L’échéance symbolique est passée, et il en reste au moins ce rapport. Modeste par la taille, mais intéressante, cette synthèse s’inscrit dans le contexte actuel d’une remise en cause, au sein même des cénacles qui les ont produites et mises en oeuvre, de la politique et de l’idéologie de la Banque mondiale, du pnud et des organisations intergouvernementales aussi bien que privées qui participent au pouvoir économique international. Confrontés aux désenchantements de l’ajustement structurel, les auteurs sont à la recherche sinon de formes d’action radicalement nouvelles, du moins d’un nouveau discours légitimateur. Ceci passe par l’abandon des certitudes et de l’arrogance de l’expert international au profit d’une prise de conscience plus humaniste des enjeux planétaires contemporains et à venir. Affichant le souci de « démocratiser la mondialisation » et plus largement les débats internationaux, les auteurs accumulent les bons sentiments, la générosité, la modestie, l’esprit d’ouverture, notamment vers les plus pauvres et les plus défavorisés, au point d’apparaître proches des manifestants de Seattle ou de Barcelone s’ils ne complétaient leur critique des modes actuels de gouverner le monde par des propositions témoignant d’une grande confiance dans les vertus de l’Organisation des Nations Unies et plus précisément dans son Secrétariat général placé sous l’autorité de Koffi Annan. En d’autres termes, leur démonstration vise à mettre en évidence l’existence d’une alliance plus qu’objective entre différentes composantes de la société civile internationale (ou du moins ce qui est présenté comme tel : ong, entreprises, jeunesse...) et le sommet institutionnel du système mondial, alliance dont le fonctionnement, ultime paradoxe, permettrait de redonner au concept de souveraineté une actualité et une pertinence, et donc de réhabiliter le rôle incontournable de l’État dans le contexte d’une gouvernance totalement rénovée et effectivement régulatrice des rapports de force tant nationaux qu’internationaux.

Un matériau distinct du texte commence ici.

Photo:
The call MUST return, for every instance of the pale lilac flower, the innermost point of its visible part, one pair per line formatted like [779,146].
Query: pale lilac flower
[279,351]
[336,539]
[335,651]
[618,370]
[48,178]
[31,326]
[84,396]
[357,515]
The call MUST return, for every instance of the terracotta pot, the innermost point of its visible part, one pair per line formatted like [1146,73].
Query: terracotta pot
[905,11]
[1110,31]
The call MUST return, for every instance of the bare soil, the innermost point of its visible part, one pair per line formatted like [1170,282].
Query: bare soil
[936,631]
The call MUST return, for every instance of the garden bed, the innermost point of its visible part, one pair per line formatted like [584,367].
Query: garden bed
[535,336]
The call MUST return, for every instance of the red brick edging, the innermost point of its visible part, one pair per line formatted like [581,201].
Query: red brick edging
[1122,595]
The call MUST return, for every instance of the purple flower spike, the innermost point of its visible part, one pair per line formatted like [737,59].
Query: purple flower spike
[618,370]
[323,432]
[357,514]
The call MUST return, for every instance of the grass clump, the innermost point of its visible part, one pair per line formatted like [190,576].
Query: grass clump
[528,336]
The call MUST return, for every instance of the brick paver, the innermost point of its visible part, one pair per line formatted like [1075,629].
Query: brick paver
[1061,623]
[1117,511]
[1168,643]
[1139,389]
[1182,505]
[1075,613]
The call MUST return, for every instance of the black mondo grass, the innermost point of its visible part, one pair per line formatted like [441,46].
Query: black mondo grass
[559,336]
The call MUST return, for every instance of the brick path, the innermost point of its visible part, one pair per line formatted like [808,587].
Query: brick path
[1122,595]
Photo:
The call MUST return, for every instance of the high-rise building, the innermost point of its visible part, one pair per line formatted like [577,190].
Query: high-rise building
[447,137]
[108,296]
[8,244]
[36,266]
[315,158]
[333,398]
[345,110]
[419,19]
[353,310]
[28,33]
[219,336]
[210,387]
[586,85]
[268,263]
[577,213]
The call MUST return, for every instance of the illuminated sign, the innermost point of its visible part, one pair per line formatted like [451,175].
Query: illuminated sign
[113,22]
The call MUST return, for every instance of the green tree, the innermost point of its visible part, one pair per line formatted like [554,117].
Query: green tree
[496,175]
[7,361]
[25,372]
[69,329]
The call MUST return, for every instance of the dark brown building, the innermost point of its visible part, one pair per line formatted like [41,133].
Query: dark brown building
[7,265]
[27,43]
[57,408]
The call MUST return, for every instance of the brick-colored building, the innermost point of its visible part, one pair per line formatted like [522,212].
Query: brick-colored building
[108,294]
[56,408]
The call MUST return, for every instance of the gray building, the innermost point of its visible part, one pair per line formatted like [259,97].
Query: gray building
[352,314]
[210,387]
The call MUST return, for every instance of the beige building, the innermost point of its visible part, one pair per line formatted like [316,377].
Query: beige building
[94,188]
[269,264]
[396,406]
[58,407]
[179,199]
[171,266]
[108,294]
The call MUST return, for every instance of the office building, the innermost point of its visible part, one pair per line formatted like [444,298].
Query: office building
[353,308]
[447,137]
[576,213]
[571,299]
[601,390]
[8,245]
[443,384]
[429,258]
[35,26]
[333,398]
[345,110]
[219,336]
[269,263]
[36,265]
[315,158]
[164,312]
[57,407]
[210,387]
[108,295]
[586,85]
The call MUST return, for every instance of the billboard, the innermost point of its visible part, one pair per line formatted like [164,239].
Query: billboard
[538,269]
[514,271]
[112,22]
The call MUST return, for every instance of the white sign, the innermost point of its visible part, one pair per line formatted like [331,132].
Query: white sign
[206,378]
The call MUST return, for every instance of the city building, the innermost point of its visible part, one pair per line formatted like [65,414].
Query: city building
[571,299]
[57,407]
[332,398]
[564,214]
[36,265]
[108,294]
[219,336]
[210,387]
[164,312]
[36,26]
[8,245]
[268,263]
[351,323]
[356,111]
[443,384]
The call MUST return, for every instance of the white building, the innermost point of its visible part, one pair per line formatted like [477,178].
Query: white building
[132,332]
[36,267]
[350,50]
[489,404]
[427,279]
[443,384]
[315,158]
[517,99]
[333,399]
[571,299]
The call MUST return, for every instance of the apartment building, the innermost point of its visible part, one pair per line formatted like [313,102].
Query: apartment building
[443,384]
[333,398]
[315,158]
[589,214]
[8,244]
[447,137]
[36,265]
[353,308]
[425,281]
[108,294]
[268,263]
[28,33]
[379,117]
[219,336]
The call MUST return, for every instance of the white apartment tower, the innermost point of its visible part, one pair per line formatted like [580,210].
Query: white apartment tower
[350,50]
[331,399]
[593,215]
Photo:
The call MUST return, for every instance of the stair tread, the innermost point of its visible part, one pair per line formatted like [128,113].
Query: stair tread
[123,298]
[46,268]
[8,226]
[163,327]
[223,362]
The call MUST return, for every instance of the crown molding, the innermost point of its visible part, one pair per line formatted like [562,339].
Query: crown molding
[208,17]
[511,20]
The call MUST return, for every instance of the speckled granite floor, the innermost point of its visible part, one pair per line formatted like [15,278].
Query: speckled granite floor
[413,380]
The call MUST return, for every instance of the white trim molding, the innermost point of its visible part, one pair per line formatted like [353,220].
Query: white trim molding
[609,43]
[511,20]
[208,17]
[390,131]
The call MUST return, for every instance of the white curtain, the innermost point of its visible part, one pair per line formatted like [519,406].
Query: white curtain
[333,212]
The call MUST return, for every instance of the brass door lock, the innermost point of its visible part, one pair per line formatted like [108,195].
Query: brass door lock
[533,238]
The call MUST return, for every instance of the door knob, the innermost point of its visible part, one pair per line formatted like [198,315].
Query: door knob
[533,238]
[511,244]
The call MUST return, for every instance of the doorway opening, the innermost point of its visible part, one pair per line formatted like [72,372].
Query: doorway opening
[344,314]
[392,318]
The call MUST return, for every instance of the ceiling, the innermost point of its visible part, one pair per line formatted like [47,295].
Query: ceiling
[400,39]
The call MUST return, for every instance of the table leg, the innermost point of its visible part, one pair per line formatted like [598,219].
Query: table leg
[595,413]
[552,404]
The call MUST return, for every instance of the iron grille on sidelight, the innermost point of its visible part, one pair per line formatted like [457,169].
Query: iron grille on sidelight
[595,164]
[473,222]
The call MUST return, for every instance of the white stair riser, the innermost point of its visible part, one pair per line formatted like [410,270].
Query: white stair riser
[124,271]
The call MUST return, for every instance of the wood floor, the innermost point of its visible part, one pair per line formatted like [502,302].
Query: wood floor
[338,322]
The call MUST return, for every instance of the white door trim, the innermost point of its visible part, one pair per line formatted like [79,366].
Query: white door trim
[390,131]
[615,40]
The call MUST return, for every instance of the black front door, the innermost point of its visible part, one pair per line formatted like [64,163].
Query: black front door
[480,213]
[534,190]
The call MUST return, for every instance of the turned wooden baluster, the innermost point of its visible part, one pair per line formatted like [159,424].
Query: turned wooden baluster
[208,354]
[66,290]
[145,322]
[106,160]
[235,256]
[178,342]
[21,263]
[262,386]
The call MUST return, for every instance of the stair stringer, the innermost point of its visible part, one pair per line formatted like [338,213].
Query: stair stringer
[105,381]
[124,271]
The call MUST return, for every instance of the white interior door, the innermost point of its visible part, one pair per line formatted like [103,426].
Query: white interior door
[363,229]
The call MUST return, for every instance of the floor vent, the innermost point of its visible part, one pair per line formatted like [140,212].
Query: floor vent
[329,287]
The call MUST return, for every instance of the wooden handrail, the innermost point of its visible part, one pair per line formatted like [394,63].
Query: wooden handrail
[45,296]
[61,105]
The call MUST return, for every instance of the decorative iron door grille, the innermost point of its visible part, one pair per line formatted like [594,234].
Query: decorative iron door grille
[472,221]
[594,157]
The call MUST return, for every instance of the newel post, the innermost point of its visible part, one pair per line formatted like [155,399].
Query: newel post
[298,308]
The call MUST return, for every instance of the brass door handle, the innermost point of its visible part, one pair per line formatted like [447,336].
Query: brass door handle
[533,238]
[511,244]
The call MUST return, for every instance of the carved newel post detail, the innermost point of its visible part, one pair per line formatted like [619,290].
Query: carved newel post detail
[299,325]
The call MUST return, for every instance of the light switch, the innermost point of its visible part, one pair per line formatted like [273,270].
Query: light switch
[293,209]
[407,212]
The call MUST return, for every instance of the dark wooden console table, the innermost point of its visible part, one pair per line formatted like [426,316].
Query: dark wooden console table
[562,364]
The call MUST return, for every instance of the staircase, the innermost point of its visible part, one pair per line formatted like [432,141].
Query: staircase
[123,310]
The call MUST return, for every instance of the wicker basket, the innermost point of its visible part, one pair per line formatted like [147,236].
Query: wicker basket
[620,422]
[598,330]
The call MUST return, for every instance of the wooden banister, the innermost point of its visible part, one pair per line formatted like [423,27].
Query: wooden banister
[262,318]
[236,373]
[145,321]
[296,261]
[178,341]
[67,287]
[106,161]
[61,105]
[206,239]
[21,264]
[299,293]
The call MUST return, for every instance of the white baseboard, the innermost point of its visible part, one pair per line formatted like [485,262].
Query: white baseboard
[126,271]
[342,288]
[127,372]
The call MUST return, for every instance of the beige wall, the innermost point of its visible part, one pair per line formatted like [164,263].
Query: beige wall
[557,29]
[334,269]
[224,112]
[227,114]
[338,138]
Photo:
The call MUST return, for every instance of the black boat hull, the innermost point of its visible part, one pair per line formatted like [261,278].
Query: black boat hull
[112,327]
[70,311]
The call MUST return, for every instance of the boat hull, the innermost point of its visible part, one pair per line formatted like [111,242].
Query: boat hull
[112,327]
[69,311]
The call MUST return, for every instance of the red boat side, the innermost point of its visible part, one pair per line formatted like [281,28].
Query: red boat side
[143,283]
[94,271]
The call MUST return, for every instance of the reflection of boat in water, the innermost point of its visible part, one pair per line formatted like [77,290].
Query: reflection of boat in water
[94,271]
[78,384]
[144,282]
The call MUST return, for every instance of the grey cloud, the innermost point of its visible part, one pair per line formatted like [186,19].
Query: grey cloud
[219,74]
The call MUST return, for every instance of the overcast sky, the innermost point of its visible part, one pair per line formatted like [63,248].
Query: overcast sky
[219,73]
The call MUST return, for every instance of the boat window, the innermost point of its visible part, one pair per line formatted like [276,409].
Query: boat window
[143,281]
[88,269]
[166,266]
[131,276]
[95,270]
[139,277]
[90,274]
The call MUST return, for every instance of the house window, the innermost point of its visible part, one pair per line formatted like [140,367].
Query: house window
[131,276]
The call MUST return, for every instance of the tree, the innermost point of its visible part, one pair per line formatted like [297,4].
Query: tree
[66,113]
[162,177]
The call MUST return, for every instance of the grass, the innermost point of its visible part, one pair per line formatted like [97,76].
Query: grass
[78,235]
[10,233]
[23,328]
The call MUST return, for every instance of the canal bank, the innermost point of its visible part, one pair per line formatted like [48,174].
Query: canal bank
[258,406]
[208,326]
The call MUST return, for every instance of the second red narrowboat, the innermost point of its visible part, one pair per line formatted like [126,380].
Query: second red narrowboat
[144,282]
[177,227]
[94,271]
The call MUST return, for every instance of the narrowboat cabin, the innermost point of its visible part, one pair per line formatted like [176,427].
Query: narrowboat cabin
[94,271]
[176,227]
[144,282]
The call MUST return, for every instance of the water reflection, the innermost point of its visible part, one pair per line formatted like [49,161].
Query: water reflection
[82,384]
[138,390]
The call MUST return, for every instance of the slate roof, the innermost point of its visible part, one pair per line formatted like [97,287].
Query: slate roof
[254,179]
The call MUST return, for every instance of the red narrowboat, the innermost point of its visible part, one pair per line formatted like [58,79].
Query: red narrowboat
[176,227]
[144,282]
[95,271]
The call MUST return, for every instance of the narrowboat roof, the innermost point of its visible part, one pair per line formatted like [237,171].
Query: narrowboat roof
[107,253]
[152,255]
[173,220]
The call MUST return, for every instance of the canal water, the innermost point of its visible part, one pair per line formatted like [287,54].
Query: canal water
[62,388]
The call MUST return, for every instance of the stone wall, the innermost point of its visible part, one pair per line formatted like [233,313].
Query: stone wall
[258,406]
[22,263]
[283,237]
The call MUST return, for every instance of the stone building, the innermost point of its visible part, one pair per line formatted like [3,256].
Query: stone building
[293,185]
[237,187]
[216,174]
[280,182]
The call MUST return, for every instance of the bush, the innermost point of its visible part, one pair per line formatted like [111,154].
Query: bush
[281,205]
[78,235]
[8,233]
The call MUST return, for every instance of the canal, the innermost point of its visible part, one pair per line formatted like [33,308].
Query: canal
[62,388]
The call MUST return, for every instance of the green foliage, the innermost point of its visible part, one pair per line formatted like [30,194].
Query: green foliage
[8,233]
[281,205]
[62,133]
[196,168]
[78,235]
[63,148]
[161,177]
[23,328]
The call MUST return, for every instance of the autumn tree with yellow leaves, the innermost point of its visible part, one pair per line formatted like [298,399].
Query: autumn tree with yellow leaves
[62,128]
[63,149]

La démonstration se développe en deux temps. Elle part du « climat de confusion » né de la dialectique associant mondialisation et fragmentation. Les auteurs identifient alors trois défis décisifs, à savoir les intérêts (qui concernent aussi bien les entreprises que les ong), l’équité (plus éloignée que jamais) et la gouvernance (rappelant le rôle de l’État). Or désormais, l’État même le plus puissant (suivez mon regard...) ne peut résoudre à lui tout seul les problèmes essentiels. Les échecs accumulés (pauvreté, guerres, violences...) viennent ainsi de ce que l’on s’en tient aux anciennes façons de gouverner reposant sur une vision archaïque de l’État souverain, et incapables d’empêcher certains de profiter égoïstement des dynamiques actuelles de la mondialisation. Parce qu’elle rendra les « puissants » responsables, la démocratisation de la gouvernance internationale est nécessaire non seulement pour des raisons éthiques mais aussi pour de simples raisons fonctionnelles. Les Américains eux-mêmes devraient en prendre conscience dans leur propre intérêt, car l’unilatéralisme qui anime leurs dirigeants apparaît bien futile au moment où l’on découvre enfin que les enjeux fondamentaux se trouvent dans les biens collectifs mondiaux.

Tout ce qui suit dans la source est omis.